The cost of wholesale funding, or selling debt – which banks use to supplement deposits to help finance their operations and manage risk – is at a two-year high and showing no signs of decreasing as world markets, including the credit markets, switch to gloom mode.
Typically, the banks get one-third of their money by selling commercial paper – bonds – by promising to repay the money at a margin over a benchmark market rate. Commonwealth Bank went to market in January at 115 basis points over the benchmark, up from 108 basis points for a similar offering three months before and up from 90 basis points at the same time a year ago.

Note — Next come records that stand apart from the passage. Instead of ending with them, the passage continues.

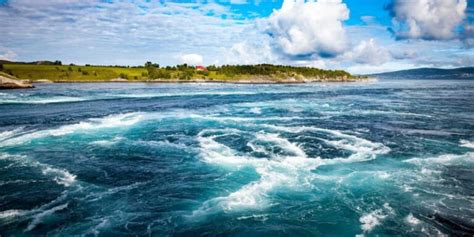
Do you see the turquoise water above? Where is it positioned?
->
[0,80,474,236]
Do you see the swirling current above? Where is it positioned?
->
[0,80,474,236]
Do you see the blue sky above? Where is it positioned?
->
[0,0,474,73]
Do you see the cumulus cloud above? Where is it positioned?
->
[181,53,204,66]
[349,38,392,65]
[266,0,349,57]
[461,24,474,48]
[0,0,253,65]
[388,0,467,40]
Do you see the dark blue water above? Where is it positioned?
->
[0,80,474,236]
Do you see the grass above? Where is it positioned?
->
[3,63,362,82]
[3,64,148,81]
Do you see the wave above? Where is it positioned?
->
[0,153,76,187]
[193,125,390,215]
[42,165,76,187]
[0,127,23,141]
[459,140,474,149]
[0,96,88,104]
[403,152,474,166]
[0,113,144,146]
[359,209,387,233]
[25,203,69,232]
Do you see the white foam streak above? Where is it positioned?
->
[42,167,76,187]
[0,153,76,187]
[359,209,387,233]
[194,125,390,214]
[25,203,68,232]
[0,113,144,146]
[459,140,474,149]
[404,152,474,165]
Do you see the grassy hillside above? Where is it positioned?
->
[3,64,147,81]
[0,61,353,82]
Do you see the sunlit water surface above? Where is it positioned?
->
[0,80,474,236]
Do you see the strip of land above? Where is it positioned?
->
[0,61,367,87]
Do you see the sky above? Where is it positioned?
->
[0,0,474,74]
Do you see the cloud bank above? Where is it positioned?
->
[266,0,349,57]
[388,0,467,40]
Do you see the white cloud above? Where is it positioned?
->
[181,54,204,66]
[266,0,349,56]
[389,0,467,40]
[0,0,253,65]
[349,38,392,65]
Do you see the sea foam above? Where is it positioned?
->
[0,113,144,146]
[195,125,390,214]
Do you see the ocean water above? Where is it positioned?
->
[0,80,474,236]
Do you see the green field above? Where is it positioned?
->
[3,64,148,81]
[1,62,354,82]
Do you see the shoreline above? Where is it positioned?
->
[35,78,377,85]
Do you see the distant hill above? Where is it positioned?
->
[369,67,474,79]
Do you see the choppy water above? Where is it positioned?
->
[0,81,474,236]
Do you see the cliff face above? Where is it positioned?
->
[0,76,34,89]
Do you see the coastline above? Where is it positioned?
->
[36,78,377,84]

When borrowing gets more expensive, the banks have to look for cheaper funding elsewhere to protect their stratospheric earnings and keep their shareholders happy. (The Commonwealth Bank, Westpac, National Australia Bank and ANZ Bank made record combined profits of $28.6 billion last year, with average earnings growth of 5.7%).
The oddity is that because interest rates on deposits are low and savings are increasing, the banks’ cost of funding actually improved as the funding mix changed. That situation is unlikely to last if the banks increase their rates, as money will be diverted from savings to meet the higher cost.
The banks also sold sizeable chunks of shares in 2015 to meet upcoming changes to prudential regulation, according to Reserve Bank of Australia (RBA) data. The additional capital increases the cost base of banks as equity is a more expensive form of funding than debt.
The industry watchdog, Australian Prudential Regulation Authority (APRA), wants to force the banks to fund themselves with more long-term debt. The aim will be to get banks to maintain a stable funding profile – called the net stable funding ratio – to limit the over-reliance on short-term, wholesale funding that can vanish quickly in a crisis, and APRA wants the rules in place by 2018.
“Some further lengthening of Australian bank maturity profiles is likely to be needed over time to truly strengthen their funding resilience,” APRA chairman Wayne Byres told an actuaries event in Sydney in January.
However, that also will push up banks’ funding costs, which, naturally, they will pass on to customers.
“There will be an extra cost to consumers if we have a lot more long-term debt,” Paolo Tonucci, group treasurer at Commonwealth Bank of Australia, told The Sydney Morning Herald.
This comes on top of some already big moves by APRA to ensure the safety of the financial system.
APRA last year directed banks to restrict the growth of lending to property investors to 10% a year and requested lenders increase the amount of capital they hold against their residential mortgage exposures to between 25% and 30%, up from about 16%.
Commonwealth Bank of Australia Chief Executive Ian Narev said at the time the obvious effect of the higher capital requirements would be lower shareholder returns.
“As you carry more capital and wear more costs, you are going to get a moderate decline in profitability,” he said at the bank’s announcement of a record $9.14 billion full-year profit.
Increasing the cost of money will in turn push up household debt in Australia, which has grown at an annual rate of 10.3% over the past 20 years and now stands at more than $2 trillion, according to a Bankwest Curtin Economics Centre study entitled Beyond Our Means? Interest payments now absorb about 9% of average household income, up from only 6% in the mid-1990s.
The good news for consumers is that the RBA may ease the decision for the banks by cutting official interest rates again, which will encourage the most indebted households in the world (that may include you again, sorry) to keep borrowing. But if official rates remain unchanged, it may be a good time for investors to consider their options.